There are things people feel when someone dies that nobody puts in a condolence card.
Relief. Anger. Nothing at all. The strange lightness that follows years of suffering — yours or theirs. The grief not for the person who died but for the person you wished they had been. The sadness for a relationship that was never what it should have been, and now never will be.
These feelings are real. They are common. And they are almost never spoken aloud — because grief is supposed to look a certain way, and these feelings don't fit the picture.
The relief when someone dies is one of the most searched grief experiences on the internet — and one of the least talked about in real life. People type it into search engines at 2am because they can't say it out loud to anyone they know. Is it normal to feel relieved? Does the relief mean I didn't love them? Am I a terrible person?
The answer to all three: No. Relief after a long illness, a difficult relationship, or years of caregiving is not a moral failure. It is what happens when suffering ends. It can exist at the same time as love, as sadness, as grief. Feelings are not exclusive. The relief and the grief are both real.

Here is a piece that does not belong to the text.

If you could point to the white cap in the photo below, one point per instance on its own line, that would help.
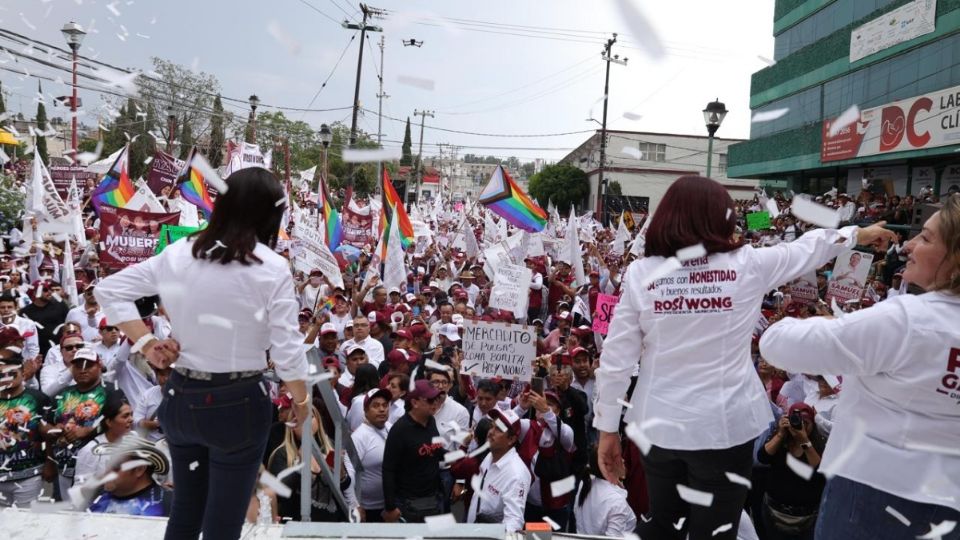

Grieving someone who hurt you is its own particular kind of hard. The loss is real — but it is tangled up with the wound, with the anger, with the years of wishing things had been different. You may grieve not the person who died but the parent, the friend, the spouse, the relationship that you deserved and never had. That is a real loss. That grief is real too.
And then there is not missing someone you are supposed to miss. The absence of feeling where feeling is expected. People assume grief means sadness — but sometimes it means nothing. Emptiness. The strange flatness of realizing that the relationship was already so gone that the death changed less than you expected. This is allowed too.